Under the deal, Sound Energy would sell its subsidiary, Sound Energy Morocco East (SEME), which holds a 55% interest in the Tendrara production concession and 47.5% in the Grand Tendrara and Anoual exploration permits.
Morocco’s Minister of Energy Transition granted approval for SEME to remain the operator of the Tendrara concession and permits after the transaction is concluded. Sound Energy’s shares rose 1.3% following the announcement.
The divestment deal initially announced in June 2024 is still subject to conditions, with updates expected soon.
Morocco’s giant Managem bought another Sound Energy subsidiary, Sound Energy Morocco East Limited, in the Tendrara gas field in Eastern Morocco on June 14th, for 45.2 Mln dollars.
Meanwhile, Sound Energy’s interim results show progress on Phase 1 of the Tendrara Micro LNG project, with gas production expected in 2025.

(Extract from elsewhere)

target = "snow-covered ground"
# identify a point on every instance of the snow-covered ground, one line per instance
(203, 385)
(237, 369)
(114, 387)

Sound Energy will retain a 20% ownership in the Tendrara Production concession and a 27.5% working interest in both the Grand Tendrara Exploration Concession and the Anoual Exploration Permit.
Morocco imports the vast majority of its gas needs, estimated at 1 billion cubic meters (bcm), enough to power two small power stations.
Morocco’s gas demand is expected to climb to 8 billion cubic meters as the country strives to reduce its carbon footprint, according to the Ministry of Energy.